Мне нужно было побыть одному, чтобы прийти в себя. Я злился на самого себя, был разъярен тем, что поцелуй Билли взволновал меня, и тем, что участвовал в этом унизительном представлении только для того, чтобы заставить Аврору ревновать. Нам было не по пятнадцать лет, и все это ребячество не имело никакого смысла.
Я помассировал веки и вернулся к работе. Я в отчаянии смотрел на курсор, мигающий в верхней части экрана в левой части чистой страницы. Вот включил старый «Макинтош», привезенный Кароль, в почти безумной надежде на то, что эта машина из прошлого подтолкнет творческий процесс. На этой клавиатуре во времена моего «расцвета» я написал сотни страниц, но компьютер – это не волшебная палочка.
Неспособный сконцентрироваться даже на минуту, не в силах написать хотя бы три связных слова, я одновременно с уверенностью в себе потерял и нить моей истории.
Гроза делала атмосферу тяжелой и давящей.
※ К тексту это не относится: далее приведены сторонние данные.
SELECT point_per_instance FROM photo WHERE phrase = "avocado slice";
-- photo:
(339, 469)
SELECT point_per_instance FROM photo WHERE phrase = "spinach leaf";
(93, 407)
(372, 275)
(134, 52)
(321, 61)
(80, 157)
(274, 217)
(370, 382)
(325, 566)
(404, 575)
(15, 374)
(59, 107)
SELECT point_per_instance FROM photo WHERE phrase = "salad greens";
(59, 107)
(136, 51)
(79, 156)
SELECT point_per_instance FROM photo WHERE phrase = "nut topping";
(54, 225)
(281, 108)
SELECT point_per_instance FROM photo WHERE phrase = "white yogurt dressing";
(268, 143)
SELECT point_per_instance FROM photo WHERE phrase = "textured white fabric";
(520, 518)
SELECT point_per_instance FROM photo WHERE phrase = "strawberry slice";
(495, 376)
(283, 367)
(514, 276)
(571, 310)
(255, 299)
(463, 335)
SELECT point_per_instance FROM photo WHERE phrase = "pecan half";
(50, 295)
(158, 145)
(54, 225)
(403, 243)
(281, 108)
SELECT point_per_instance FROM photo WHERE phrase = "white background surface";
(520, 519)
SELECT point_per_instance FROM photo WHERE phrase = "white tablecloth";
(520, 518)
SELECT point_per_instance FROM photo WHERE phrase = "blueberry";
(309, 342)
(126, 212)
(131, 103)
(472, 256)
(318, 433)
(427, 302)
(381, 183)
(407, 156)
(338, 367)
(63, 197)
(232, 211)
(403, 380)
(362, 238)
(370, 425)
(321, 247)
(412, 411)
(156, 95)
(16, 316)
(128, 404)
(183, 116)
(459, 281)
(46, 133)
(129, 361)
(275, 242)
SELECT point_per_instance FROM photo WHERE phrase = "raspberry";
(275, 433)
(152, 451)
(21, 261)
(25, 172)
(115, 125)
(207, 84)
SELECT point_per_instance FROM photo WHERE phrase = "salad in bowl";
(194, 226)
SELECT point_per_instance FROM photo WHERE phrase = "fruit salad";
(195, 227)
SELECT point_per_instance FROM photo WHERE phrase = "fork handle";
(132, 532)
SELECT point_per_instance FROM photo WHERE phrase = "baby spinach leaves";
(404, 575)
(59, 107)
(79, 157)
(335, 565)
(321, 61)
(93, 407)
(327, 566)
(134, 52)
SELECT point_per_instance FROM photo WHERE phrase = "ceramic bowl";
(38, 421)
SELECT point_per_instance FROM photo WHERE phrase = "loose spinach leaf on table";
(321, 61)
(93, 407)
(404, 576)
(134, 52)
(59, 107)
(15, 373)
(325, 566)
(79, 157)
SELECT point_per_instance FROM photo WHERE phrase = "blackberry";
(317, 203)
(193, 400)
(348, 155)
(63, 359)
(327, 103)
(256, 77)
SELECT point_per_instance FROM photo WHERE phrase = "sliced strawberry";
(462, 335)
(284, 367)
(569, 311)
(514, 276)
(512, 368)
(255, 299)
Неподвижно сидя перед экраном, я почувствовал, как подступает тошнота, голова закружилась. Мысли мои витали в другом месте, мозг был занят другими заботами, и написать хоть какое-то начало главы мне казалось более опасным предприятием, чем восхождение на Гималаи.
Допив последний глоток кофе, я встал, чтобы заказать еще чашку. Внутри зал выглядел как английский бар. Деревянные панели, маркетри и кожаные диванчики создавали уютную и теплую атмосферу.
Я подошел к стойке и стал рассматривать внушительную коллекцию бутылок, выстроившуюся на полках из красного дерева. Это место поощряло заказать не кофе, а виски или коньяк и смаковать напиток, затягиваясь гаванской сигарой, слушая запись Дина Мартина на старой виниловой пластинке.
В эту минуту кто-то сел за пианино в углу зала, зазвучали первые ноты «As Time Goes By». Я повернулся посмотреть, почти готовый увидеть Сэма, чернокожего пианиста-американца из фильма «Касабланка».
На табурете сидела Аврора, одетая в длинный кашемировый пуловер и черные колготки с узором в виде кружева. Ее мускулистые ноги, согнутые в коленях и отставленные чуть в сторону, казались еще длиннее в гранатовых туфлях на высоких каблуках. Она подняла голову и посмотрела на меня, продолжая играть. На ногтях фиолетовый лак, на указательном пальце левой руки кольцо с камеей. На шее я узнал маленький крестик из черного камня, который она часто надевала на концерты.
В отличие от моих, ее пальцы легко бегали по клавишам. Она ловко перешла от «Касабланки» к «Плачу холма», а затем к импровизации на тему «Моя забавная Валентина».
Бар был почти пуст, но немногочисленные посетители смотрели на нее как завороженные, околдованные тем, что в ней соединялись загадка Марлен Дитрих, соблазнительность Анны Нетребко и чувственность Мелоди Гардо.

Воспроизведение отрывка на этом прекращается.